The opera was revived at the Paris Opera in May 2015 with Thomas Hampson in the title role, Sophie Koch as Genièvre and Roberto Alagna as Lancelot, conducted by Philippe Jordan, in a production by Graham Vick.[1]


Role Voice type Premiere Cast
Conductor: Sylvain Dupuis
Arthus baritone Henri Albers
Genièvre mezzo-soprano Jeanne Paquot d'Assy
Lancelot tenor Charles Dalmorès
Lyonnel tenor Ernest Forgeur
Merlin baritone Édouard Cotreuil
Mordred bass François
Allan bass Jean Vallier
A worker tenor Henner
A knight / a squire bass Danlée
Chorus: Knights, squires, pages, bards; Genièvre's ladies


Act One[edit]

Fresh from his defeat of the Saxons, King Arthur praises the fighting prowess of the knights of the Round Table, particularly Lancelot. That night Lancelot meets Arthur's wife Guinevere for an adulterous tryst but the two are spied on by Mordred. Lancelot fights and wounds him.

Act Two[edit]

Lancelot flees to his castle with Guinevere. He learns that Mordred has survived and revealed the truth to the king. Arthur consults the wizard Merlin who foretells the downfall of the Round Table.

Act Three[edit]

Arthur pursues Lancelot and gives battle, but Lancelot throws away his weapons and refuses to fight his king.
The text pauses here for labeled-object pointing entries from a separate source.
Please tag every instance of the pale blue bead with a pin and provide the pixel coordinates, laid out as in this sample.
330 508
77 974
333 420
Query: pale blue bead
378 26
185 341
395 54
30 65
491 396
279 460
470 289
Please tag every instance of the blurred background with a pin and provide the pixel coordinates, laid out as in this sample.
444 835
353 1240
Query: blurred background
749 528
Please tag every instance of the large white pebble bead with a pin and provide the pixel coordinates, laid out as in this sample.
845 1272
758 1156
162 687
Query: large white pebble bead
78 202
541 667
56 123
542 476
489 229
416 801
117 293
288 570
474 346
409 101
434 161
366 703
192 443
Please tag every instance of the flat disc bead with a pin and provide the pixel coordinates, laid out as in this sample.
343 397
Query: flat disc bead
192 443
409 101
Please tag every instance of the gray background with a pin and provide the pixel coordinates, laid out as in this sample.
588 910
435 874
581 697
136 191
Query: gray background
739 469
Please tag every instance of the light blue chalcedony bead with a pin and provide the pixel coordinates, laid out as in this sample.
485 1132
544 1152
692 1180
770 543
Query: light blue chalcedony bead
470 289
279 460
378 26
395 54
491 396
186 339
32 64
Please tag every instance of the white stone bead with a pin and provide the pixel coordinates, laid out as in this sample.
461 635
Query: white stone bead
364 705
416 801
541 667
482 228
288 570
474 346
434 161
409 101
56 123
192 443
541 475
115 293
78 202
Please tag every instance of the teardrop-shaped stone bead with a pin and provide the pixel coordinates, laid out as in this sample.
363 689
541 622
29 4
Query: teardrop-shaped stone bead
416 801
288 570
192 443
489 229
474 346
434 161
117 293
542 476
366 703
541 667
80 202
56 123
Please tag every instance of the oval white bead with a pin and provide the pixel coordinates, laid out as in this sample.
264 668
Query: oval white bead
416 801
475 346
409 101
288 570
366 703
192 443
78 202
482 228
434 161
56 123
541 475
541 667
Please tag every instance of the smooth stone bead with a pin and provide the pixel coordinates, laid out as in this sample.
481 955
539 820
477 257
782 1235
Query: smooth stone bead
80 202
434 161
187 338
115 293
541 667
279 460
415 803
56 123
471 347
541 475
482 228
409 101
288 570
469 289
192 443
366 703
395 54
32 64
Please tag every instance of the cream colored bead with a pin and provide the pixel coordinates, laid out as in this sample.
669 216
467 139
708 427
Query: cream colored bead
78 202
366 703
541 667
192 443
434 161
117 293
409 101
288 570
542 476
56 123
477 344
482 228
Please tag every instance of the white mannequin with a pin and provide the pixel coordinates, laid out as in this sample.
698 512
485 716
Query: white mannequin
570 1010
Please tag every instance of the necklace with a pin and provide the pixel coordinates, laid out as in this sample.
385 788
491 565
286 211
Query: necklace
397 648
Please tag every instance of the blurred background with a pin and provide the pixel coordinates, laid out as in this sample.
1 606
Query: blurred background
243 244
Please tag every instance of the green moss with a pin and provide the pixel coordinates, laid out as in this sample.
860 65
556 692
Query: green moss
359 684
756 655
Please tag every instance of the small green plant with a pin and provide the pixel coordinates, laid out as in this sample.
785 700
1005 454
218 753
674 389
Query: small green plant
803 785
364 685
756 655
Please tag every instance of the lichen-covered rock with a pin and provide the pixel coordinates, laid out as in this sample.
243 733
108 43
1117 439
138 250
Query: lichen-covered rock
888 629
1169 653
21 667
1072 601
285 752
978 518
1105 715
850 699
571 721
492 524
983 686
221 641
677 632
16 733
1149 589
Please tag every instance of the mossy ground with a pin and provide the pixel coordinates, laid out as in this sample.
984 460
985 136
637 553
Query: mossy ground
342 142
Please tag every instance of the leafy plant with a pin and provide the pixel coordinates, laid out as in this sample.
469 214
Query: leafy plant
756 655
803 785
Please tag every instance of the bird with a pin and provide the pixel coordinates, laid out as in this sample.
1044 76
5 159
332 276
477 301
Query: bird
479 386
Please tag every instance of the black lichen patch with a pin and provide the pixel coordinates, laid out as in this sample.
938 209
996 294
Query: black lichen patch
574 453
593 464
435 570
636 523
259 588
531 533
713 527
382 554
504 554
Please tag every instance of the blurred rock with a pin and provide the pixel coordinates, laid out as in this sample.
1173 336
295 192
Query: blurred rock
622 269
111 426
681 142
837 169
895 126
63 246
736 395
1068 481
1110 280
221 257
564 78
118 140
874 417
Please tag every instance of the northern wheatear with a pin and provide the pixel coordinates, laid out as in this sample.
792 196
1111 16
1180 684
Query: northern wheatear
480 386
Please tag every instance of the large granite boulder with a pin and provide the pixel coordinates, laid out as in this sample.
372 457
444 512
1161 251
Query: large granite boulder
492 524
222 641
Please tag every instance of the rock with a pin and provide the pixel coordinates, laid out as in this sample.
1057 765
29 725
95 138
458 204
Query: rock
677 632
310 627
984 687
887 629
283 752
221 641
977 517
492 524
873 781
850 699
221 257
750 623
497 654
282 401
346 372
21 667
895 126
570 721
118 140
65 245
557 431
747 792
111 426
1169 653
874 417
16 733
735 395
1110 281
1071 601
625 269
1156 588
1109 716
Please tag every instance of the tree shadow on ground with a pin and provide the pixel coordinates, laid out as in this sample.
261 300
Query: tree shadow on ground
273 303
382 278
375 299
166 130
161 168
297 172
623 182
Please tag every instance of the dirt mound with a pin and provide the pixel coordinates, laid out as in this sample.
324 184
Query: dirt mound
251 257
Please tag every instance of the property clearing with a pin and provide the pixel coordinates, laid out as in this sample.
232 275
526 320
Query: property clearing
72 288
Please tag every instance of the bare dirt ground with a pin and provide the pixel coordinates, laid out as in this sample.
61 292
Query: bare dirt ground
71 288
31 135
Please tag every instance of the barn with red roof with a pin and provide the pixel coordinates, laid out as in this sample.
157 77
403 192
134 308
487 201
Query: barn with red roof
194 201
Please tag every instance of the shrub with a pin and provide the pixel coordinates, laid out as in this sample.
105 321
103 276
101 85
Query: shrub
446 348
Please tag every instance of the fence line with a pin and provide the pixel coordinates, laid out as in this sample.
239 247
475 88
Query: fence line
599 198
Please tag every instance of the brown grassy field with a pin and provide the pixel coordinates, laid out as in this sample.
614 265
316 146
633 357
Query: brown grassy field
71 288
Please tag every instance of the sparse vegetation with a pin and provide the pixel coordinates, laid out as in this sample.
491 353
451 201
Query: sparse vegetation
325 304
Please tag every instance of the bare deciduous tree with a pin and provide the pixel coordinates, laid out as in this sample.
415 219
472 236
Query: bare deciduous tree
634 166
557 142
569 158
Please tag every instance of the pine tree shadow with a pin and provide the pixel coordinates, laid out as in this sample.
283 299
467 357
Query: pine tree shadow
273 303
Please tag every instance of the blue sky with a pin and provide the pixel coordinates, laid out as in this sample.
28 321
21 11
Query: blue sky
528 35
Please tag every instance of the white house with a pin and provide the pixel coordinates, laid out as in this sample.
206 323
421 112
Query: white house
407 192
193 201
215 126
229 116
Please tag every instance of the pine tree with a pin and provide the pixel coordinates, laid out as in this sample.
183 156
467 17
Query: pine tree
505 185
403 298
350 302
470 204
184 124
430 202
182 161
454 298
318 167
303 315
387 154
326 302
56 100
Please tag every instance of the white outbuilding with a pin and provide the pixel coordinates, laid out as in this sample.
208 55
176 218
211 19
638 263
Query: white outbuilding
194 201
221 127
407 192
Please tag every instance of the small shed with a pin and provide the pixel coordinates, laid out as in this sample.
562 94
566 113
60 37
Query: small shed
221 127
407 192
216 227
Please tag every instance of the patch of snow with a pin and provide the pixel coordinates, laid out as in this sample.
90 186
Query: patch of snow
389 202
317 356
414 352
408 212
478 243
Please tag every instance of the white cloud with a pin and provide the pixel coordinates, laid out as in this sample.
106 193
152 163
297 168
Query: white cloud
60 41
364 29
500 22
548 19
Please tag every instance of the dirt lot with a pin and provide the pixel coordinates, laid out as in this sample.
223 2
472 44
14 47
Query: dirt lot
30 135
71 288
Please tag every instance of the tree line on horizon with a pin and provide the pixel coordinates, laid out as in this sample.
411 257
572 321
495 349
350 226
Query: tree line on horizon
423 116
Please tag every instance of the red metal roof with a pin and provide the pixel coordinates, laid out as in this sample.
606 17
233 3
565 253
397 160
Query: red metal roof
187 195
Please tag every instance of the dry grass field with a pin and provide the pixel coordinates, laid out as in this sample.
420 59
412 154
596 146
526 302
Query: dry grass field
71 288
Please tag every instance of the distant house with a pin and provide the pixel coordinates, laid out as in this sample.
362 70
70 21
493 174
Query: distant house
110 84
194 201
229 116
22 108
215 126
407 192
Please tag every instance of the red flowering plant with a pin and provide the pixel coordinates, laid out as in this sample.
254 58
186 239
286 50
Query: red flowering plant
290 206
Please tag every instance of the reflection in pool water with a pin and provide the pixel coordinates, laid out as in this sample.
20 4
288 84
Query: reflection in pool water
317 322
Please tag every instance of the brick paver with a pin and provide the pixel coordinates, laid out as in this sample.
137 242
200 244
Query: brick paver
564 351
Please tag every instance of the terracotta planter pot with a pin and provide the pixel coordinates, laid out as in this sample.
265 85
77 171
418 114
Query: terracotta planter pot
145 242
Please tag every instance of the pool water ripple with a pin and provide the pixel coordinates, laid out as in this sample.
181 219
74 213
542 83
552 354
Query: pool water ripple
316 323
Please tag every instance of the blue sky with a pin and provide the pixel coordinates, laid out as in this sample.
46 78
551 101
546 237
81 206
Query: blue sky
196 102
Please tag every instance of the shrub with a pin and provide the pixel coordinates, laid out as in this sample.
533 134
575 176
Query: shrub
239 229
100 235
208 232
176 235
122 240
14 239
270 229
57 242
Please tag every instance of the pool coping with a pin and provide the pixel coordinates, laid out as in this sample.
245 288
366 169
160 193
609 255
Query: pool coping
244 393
Guinevere, fearing Lancelot's imminent death, strangles herself with her own hair. Arthur forgives the mortally wounded Lancelot. A vessel arrives at the coast to bring the king to the 'Ideal'.



  1. ^ Review by François Laurent in Diapason 637 July-August 2015, p67.
  2. ^ Matthew Boyden: The Rough Guide to Opera. London, Rough Guides. Third Edition 2002, p. 316.